This word cloud reflects what our graph of word counts reflected earlier, however without actual values.

Using Sentimentr

Many different lexicons exist for sentiment analysis, however they can be fairly specialized depending on your field. Sentimentr is a package for broad use that uses descriptors and negatives such as “very” or “not” to emphasize values. This can also be used to nalayze lyrics.

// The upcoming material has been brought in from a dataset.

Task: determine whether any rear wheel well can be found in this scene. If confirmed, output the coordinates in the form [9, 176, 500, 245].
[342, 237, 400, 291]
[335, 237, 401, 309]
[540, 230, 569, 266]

beatles_sentiment <- beatles_clean |> 
  rowwise() |> 
  mutate(sentiment_score = sentiment(lyrics)$sentiment |> 
         mean(na.rm = TRUE)) |> 
  ungroup()

beatles_sentiment |> 
  ggplot(aes(title, sentiment_score, fill = album)) +
  geom_col(show.legend = FALSE) +
  facet_wrap(~album, ncol = 2, scales = "free_x") +
  theme(axis.text.x = element_blank(),
        axis.ticks.x = element_blank())

Here we can see that again, for the most part, Beatles lyrics are analyzed as being fairly positive with some standout tracks being overwhelmingly negative!

Conclusion

Sentiment analysis is a very useful tool, whether it be books and lyrics, or response data. Different lexicons may be more useful than others, depending on what field you are in or perhaps how detailed and granular you want to be with the exact words compared to wording (using negatives or amplifiers). I imagine this is a very useful tool in receiving reviews for products on an incredibly large scale.